Cette distinction a encore été perceptible au moment de la présentation des dossiers, la France consacrant l’omniprésence des deux Présidents de Régions qui ont en grande partie monopolisé la conférence du 07 novembre dernier avec, ponctuellement, une pointe d’arrogance dans le propos, la Suède et la Suisse ayant quant à elles communiquées sur les projets par le seul intermédiaire des Comités Nationaux Olympiques, les institutions politiques intervenant en appui.

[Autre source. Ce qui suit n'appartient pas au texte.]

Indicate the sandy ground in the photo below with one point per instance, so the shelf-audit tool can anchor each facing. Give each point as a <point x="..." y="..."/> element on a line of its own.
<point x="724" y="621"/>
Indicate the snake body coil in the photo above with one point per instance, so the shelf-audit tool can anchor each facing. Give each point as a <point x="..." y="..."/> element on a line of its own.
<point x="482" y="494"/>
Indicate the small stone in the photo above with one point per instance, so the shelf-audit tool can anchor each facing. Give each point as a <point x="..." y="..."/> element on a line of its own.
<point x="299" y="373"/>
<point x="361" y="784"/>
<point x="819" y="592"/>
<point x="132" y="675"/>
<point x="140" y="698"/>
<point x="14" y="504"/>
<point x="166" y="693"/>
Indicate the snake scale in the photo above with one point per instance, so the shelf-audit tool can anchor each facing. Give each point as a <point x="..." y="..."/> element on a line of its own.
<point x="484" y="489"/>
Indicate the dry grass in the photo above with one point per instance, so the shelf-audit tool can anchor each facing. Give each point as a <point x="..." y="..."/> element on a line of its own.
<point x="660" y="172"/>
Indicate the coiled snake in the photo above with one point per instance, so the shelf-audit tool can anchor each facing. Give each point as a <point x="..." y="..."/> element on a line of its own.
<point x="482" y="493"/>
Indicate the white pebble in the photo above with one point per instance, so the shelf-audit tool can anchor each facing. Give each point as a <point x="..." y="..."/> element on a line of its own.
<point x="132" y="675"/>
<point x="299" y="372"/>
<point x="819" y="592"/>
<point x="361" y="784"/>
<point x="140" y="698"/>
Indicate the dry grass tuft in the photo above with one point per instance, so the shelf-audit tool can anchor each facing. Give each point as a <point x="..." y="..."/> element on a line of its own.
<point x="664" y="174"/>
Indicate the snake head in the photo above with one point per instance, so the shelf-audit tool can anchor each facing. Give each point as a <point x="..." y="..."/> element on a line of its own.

Conférence de presse de présentation de la candidatures des Alpes françaises à l’organisation des Jeux d’hiver de 2030, mardi 07 novembre 2023 (Crédits – CNOSF / KMSP)

Plus encore que ce constat, il ne faudrait pas négliger le fait que l’annonce de la candidature française est survenue dans un contexte pour le moins troublé concernant le CNOSF dont le psychodrame et les tourments ont été vécus et perçus par le CIO.

Ainsi, après le départ chaotique de la Présidente, Brigitte Henriques, le CNOSF a trouvé en David Lappartient un nouvel homme fort et une occasion de s’extirper des polémiques, en accompagnant une candidature aux Jeux et ce, malgré pourtant une place délicate dans le schéma organisationnel entourant Paris 2024, le fameux mille-feuille administratif franco-français ayant in fine étouffé l’instance olympique.

Acteur politique classé à la droite de l’échiquier comme les deux Présidents de Régions précités – Maire (2008-2021), Conseiller général (2011-2015) puis départemental, avant de prendre la tête du Morbihan en 2021 – David Lappartient a gravi les échelons sportifs, ce qui lui confère à ce stade une certaine expérience et connaissance des rouages.

Président de la Fédération Française de Cyclisme de 2009 à 2017, de l’Union Européenne de Cyclisme entre 2013 et 2017, puis Président de l’Union Cycliste Internationale (UCI) depuis 2017, avant d’intégrer le CIO en 2022 et d’accéder à la présidence d’un Comité National Olympique en 2023, il pourrait désormais profiter de la candidature tricolore et, le cas échéant, du succès de cette dernière pour, un jour, prétendre à de nouvelles responsabilités.

Certains observateurs identifient d’ailleurs David Lappartient comme l’une des figures montantes du Mouvement olympique susceptibles de candidater à l’avenir au poste suprême de Président du CIO.

Le chemin reste toutefois des plus sinueux, l’accès à ce poste-clé nécessitant, outre la connaissance de l’institution, une parfaite appréciation et maîtrise des réseaux d’influence au sein de cette vénérable maison.

Il n’empêche, en cas de réussite de la candidature française, le nom de David Lappartient pourrait gagner en crédibilité et apparaître comme un éventuel recours pour les années qui viennent, sachant que Thomas Bach doit quitter son fauteuil en 2025, sauf à envisager une prolongation exceptionnelle de sa présidence, hypothèse ayant pris corps en marge de la dernière Session du CIO, mi-octobre.

En cas de déconvenue en revanche, un sérieux coup de frein serait donné au dirigeant aujourd’hui âgé de 50 ans.